In the context of SEO, log file analysis offers valuable insights into how Googlebot and other web crawlers interact with your website. Examining these logs allows you to identify problematic pages, manage your crawl budget, and gather other key information relevant to technical SEO.
To grasp log file analysis, it’s important to first understand what log files are – These records are generated by servers and capture details about every request made to the site. This data includes the requesting server’s IP address, the request type, the user agent, a timestamp, the requested resource’s URL path, and HTTP status codes.
Although log files provide a lot of information, they are usually stored for a limited time based on the website’s traffic and the rate at which data accumulates.
Importance of Log File Analysis
Log file analysis is important in technical SEO as it offers valuable insights into how Google and other search engine crawlers interact with your website. Through log file analysis, you can monitor:
- How frequently Google crawls your website
- Which pages are most often crawled and which are not, ensuring your key pages receive attention
- Whether irrelevant or problematic pages are wasting your crawl budget
- The HTTP status codes for each page, helping identify issues like 404 errors or server errors
- Significant changes in crawler activity, such as unexpected spikes or drops
- Unintentional orphan URLs, which are pages with no internal links, making them difficult to crawl and index
How to Conduct a Log File Analysis
Here’s an overview of the steps to perform a log file analysis:
1. Access the Log Files
Log files are stored on the server, so you’ll need access to download them. The most common way to retrieve these files is via FTP, using tools like Filezilla, a free, open-source FTP. Alternatively, you can access them through your server’s control panel file manager.
The exact steps to access log files vary depending on your hosting provider; some common challenges you might encounter include:
- Incomplete data: Logs could be spread across multiple servers, requiring you to collect data from each one.

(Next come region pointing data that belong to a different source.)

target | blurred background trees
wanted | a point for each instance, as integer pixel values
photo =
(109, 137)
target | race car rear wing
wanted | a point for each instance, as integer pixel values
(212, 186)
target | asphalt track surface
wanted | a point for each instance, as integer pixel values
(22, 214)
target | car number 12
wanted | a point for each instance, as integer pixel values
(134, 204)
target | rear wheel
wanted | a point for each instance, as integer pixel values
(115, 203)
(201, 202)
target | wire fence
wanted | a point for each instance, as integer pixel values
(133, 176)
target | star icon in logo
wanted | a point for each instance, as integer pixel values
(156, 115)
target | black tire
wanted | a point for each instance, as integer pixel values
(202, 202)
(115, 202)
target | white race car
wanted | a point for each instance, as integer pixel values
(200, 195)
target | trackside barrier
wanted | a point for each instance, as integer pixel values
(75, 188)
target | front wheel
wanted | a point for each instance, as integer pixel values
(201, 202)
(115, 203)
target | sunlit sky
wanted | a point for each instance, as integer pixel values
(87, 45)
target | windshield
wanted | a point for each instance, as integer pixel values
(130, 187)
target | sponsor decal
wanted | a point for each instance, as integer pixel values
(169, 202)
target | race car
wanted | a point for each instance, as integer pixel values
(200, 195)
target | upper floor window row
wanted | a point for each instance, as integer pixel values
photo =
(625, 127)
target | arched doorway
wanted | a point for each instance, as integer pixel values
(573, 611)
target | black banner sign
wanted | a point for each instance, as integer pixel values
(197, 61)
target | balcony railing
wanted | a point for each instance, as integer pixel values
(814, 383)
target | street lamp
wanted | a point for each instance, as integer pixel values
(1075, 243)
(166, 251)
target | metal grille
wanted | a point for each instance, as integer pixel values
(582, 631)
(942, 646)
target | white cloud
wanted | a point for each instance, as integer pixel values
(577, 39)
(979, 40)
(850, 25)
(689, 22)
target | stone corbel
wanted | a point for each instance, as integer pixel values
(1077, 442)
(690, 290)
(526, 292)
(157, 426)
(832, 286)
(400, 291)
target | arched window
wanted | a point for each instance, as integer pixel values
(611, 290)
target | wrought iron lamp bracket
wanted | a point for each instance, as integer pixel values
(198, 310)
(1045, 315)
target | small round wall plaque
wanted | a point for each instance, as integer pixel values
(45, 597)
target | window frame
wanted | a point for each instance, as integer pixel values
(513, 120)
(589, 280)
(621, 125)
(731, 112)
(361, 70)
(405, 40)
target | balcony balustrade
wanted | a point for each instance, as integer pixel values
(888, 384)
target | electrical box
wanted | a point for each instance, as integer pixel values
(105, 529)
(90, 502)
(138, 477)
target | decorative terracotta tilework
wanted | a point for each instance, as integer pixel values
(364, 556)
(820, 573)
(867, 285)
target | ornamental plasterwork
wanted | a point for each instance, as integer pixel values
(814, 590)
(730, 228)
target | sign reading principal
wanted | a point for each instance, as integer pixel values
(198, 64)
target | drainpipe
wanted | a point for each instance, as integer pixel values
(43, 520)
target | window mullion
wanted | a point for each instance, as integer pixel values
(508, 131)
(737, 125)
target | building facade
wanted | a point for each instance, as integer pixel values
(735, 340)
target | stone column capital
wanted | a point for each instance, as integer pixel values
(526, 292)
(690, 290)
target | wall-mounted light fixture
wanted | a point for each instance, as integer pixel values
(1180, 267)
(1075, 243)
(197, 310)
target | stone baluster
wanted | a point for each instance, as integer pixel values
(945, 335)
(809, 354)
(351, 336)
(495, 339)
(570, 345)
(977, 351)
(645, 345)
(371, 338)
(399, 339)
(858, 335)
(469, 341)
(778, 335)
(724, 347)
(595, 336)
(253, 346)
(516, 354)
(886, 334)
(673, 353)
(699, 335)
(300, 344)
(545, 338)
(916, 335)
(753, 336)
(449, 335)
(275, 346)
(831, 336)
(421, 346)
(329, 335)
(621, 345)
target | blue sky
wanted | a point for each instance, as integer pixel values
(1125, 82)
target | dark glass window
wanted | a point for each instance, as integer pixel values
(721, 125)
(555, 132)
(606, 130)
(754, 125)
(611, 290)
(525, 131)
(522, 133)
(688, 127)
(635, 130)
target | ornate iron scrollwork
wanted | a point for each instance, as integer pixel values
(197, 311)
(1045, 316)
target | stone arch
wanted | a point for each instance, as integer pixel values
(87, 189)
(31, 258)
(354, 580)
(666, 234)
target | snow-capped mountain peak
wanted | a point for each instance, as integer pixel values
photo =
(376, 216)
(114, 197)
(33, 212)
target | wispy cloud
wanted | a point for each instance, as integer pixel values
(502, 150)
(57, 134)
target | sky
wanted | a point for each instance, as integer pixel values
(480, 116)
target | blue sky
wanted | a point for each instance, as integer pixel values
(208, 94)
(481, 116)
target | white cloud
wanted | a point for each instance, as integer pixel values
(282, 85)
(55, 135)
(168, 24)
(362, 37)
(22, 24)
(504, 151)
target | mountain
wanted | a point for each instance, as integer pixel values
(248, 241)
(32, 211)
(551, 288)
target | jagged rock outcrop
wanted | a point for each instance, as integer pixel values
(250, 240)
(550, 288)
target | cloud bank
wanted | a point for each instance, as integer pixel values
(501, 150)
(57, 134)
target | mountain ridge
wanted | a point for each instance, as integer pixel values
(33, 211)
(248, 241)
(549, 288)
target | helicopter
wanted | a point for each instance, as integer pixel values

- Privacy concerns: Logs contain users’ IP addresses, which are considered personal data and may need to be anonymised for compliance.
- Short data retention: Some servers store log data for only a few days, making long-term trend analysis difficult.
- Unsupported formats: Log files may need to be parsed into a readable format before analysis.
2. Export and Parse the Log Files
After connecting to the server, retrieve the relevant log files, typically those associated with search engine bots – These files may need to be parsed or converted into the correct format before proceeding to the next step.
3. Analyse the Log Files
While you could import the log data into Google Sheets, this process can be overwhelming due to the large volume of data, especially if you’re focusing on Googlebot requests. A more efficient approach is to use specialised log file analysis tools that automate the process. Popular tools include:
- Logz.io
- Splunk
- Screaming Frog Log File Analyser
- ELK Stack
Key Areas to Focus On
- HTTP Errors: Identify URLs returning non-200 status codes (e.g., 404 Not Found or 410 Gone).
- Crawl Budget: Check for potential crawl budget wastage, like search engines crawling non-indexable URLs.
- Search Engine Bots: Track which bots crawl your site most frequently.
- Crawling Trends: Monitor how crawler activity changes over time and whether there are significant increases or decreases.
- Orphan Pages: Look for pages that can’t be crawled or indexed due to a lack of internal links.